Сцена из балета Kaash (Фото Introdans/Hans Gerritsen)
Сцена из балета Kaash (Фото Introdans/Hans Gerritsen)
На фестивале балета Dance Open в Санкт-Петербурге нидерландская компания Introdance покажет более 20 одноактных балетов современных хореографов, среди них — 11 ноября Kaash Акрама Хана, поставленный в 2002 году и возобновленный в 2014-м

Основатель и продюсер Dance Open Екатерина Галанова уверена: Kaash Акрама Хана в исполнении Introdans — не просто балет, а исцеляющая коллективная медитация. Поэтому его можно смотреть столько, сколько повезет увидеть. О том, что такое современный балет и что он дает современному зрителю, Екатерина Галанова поговорила с хореографом Акрамом Ханом.

— В Kaash («Если бы» в переводе с хинди) вы объединили древнейшую религиозную телесную практику, индуистский храмовый танец катхак и современный балет. Получился гибрид, который буквально взорвал балетный мир. Почему, на ваш взгляд, этот симбиоз всякий раз имеет такой успех?

— Мне нравится, когда разные формы искусства растворяются друг в друге и дают новые возможности, новые эмоции, новые вопросы. То, что многим могло бы показаться несоединимым, я соединял с самого детства.
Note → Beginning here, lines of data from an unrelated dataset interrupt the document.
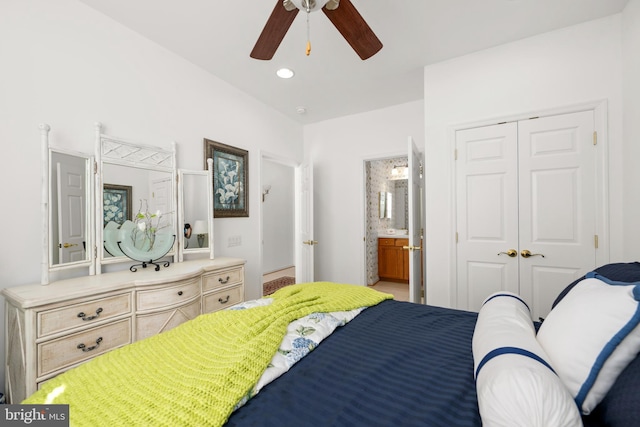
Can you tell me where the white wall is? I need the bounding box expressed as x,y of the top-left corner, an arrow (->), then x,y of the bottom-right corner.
260,159 -> 295,273
622,0 -> 640,261
0,0 -> 303,390
425,14 -> 625,306
304,101 -> 424,284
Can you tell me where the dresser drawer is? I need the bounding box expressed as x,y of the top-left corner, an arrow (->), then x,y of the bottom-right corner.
136,278 -> 200,311
202,267 -> 244,292
136,298 -> 201,341
202,285 -> 244,313
37,318 -> 131,376
37,292 -> 131,338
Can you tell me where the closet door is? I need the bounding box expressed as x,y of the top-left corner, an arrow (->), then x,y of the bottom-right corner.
456,111 -> 597,319
518,111 -> 596,319
456,123 -> 519,311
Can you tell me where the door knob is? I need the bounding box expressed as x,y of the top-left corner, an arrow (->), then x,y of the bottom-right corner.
520,249 -> 544,258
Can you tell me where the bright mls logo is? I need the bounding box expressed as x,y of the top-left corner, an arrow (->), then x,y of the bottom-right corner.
0,405 -> 69,427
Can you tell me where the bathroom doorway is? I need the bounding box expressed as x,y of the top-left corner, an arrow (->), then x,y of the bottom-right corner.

Например, я смотрел Чарли Чаплина с той же увлеченностью и восторгом, что и Рудольфа Нуреева. Кстати, для меня они не были такими уж антиподами. Конечно, и язык, и манера повествования у них абсолютно разные, но я буквально залипал на видео с их выступлениями, и эмоции, которые я чувствовал, в обоих случаях были невероятные.

 

Миссия искусства в том, чтобы обнажать и приостанавливать время, хотя бы на мгновение, чтобы мы смогли увидеть наше настоящее и себя в нем. Время — это константа, оно неизбежно течет, но только с его помощью мы можем оценить и измерить самих себя.

Хореограф Акрам Хан (Фото Max Barnett/DR)

— Интерес к проектам, рожденным на стыке разных видов и направлений искусства, — верный признак смены культурных систем. Как вы оцениваете эти процессы на примере Kaash?  

 

— На мой взгляд, у симбиоза всегда больше возможностей, чем у любого чистого, изолированного от влияний искусства. В слиянии я вижу большой плюс, даже если там присутствует некая конфронтация, борьба. Потому что только через восприятие различий мы можем прийти к глубокому осознанию своего пути в искусстве, почувствовать свою ДНК и ДНК того культурного языка, к которому принадлежим.

 Я часто использую особые свойства катхака для того, чтобы заразить им другие виды и направления искусства, с которыми работал, будь то балет, cовременный или уличный танец. Самое очевидное и аутентичное в катхаке — особая жестикуляция, она заложена природой индийского классического танца, многовариативная и символичная. В свои работы я просто вписываю собственный культурный код: в них очень много от индийских классических ритмов и танцевальных образцов.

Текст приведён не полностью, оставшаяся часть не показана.